The FNIH announced the selection of the first six studies for genotyping under GAIN on October 10, 2006.(See Press Release) The FNIH’s Board of Directors selected the studies after rigorous peer, technical and ethical reviews and at the recommendation of the GAIN Steering Committee, comprised of twenty-one distinguished scientific leaders from government, academia, and industry.  The successful studies, with their principal investigators and affiliated medical institutions, are:

  • Goncalo Abecasis, Ph.D., University of Michigan School of Public Health, Ann Arbor, MI, “Collaborative Association Study of Psoriasis.”
  • Stephen V. Faraone, Ph.D., Research Foundation of the State University of New York (Upstate Medical University), Syracuse, NY, “International Multi-Center ADHD Genetics Project.”
  • Pablo V. Gejman, M.D., Center for Psychiatric Genetics, Evanston Northwestern Healthcare Research Institute, and Feinberg School of Medicine, Northwestern University Evanston, IL, “Genome-Wide Association Study of Schizophrenia.”
  • John Rice Kelsoe, M.D., University of California, San Diego, School of Medicine, La Jolla, CA, “Whole Genome Association Study of Bipolar Disorder.”
  • Patrick Francis Sullivan, M.D., The University of North Carolina at Chapel Hill, “Major Depression: Stage 1 Genome-wide Association in Population-Based Samples.”  (The samples were collected as part of the Netherlands Study of Depression and Anxiety and the Netherlands Twin Registry at the Vrije Universiteit (VU), Amsterdam, and the VU Medical Center.)
  • James Heber Warram, M.D., Joslin Diabetes Center, Boston, MA, “Search for Susceptibility Genes for Diabetic Nephropathy in Type 1 Diabetes.”

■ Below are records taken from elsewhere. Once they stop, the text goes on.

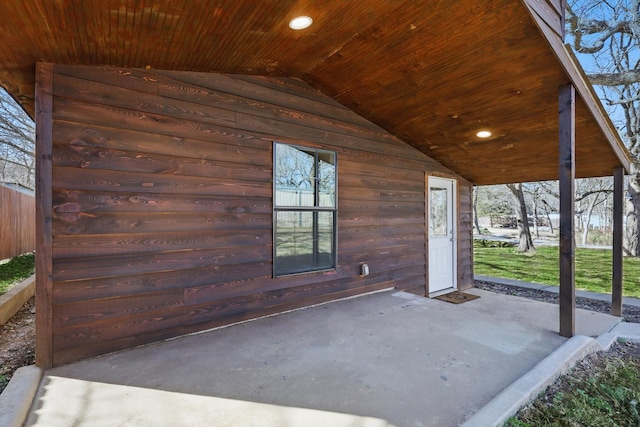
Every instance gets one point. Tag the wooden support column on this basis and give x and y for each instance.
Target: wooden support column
(616, 280)
(567, 157)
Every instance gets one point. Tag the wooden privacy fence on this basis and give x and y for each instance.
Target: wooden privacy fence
(17, 223)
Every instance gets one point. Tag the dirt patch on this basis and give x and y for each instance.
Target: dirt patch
(594, 364)
(17, 342)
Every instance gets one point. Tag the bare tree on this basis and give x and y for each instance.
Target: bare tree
(525, 241)
(17, 143)
(609, 32)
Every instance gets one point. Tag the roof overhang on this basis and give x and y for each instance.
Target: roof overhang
(431, 73)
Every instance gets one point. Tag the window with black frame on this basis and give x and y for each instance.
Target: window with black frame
(304, 209)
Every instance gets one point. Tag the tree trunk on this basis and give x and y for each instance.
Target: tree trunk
(526, 242)
(632, 230)
(475, 210)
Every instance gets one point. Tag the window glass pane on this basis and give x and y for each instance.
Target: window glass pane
(438, 211)
(327, 179)
(326, 256)
(294, 176)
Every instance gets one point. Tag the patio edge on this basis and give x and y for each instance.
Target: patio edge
(17, 398)
(527, 387)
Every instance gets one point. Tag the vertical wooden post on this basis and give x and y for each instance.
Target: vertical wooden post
(616, 280)
(44, 275)
(567, 105)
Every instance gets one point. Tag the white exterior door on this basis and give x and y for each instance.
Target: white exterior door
(442, 235)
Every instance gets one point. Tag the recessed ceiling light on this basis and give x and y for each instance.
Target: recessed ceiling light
(300, 23)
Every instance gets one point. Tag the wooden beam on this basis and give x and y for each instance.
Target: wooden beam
(44, 290)
(616, 280)
(567, 157)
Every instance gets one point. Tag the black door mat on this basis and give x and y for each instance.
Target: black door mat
(457, 297)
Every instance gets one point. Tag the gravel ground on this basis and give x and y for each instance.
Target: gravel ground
(629, 313)
(17, 342)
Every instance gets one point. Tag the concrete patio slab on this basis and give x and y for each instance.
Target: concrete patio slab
(391, 356)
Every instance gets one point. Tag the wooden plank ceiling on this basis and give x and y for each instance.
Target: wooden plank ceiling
(432, 73)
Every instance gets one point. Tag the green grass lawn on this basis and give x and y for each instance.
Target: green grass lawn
(593, 267)
(606, 395)
(19, 268)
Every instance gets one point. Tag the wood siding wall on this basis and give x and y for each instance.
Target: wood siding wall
(17, 223)
(162, 204)
(549, 13)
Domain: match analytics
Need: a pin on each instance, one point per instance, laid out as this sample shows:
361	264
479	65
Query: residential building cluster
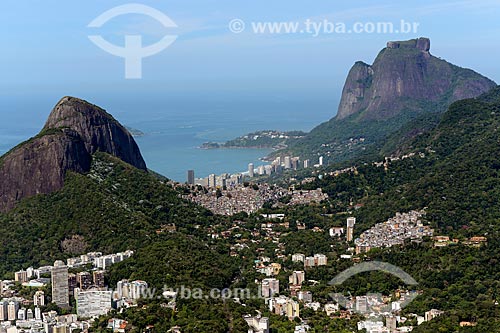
249	197
312	261
395	231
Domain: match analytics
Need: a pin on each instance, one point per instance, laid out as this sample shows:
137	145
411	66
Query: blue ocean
175	126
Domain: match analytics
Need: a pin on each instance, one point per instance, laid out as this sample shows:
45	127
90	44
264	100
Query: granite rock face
73	132
403	75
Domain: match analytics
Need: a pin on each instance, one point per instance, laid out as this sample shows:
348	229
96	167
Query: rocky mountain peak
403	77
74	131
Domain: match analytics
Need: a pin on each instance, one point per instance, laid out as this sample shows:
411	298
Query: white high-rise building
39	298
60	286
12	309
288	162
3	310
297	278
251	169
269	287
21	314
38	313
351	221
92	303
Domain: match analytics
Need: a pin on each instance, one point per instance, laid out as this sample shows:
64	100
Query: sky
46	52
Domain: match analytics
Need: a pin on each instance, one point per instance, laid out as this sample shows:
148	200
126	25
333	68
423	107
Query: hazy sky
45	49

The studies were chosen out of nearly three dozen applications during a rigorous five-month selection process.  A unique feature was the involvement of a Technical Analysis Group (TAG) that provided a secondary level of evaluation beyond the peer review of written applications. The TAG, which consisted of experts in genetics, epidemiology, bioethics, and data analysis, pre-tested the DNA in study samples, analyzed multiple informed consents, checked case/control matching, and carefully evaluated the study populations of the top-ranked applications that passed peer review.


Depending on availability of additional funds, FNIH may announce additional application opportunities for genotyping under GAIN in future.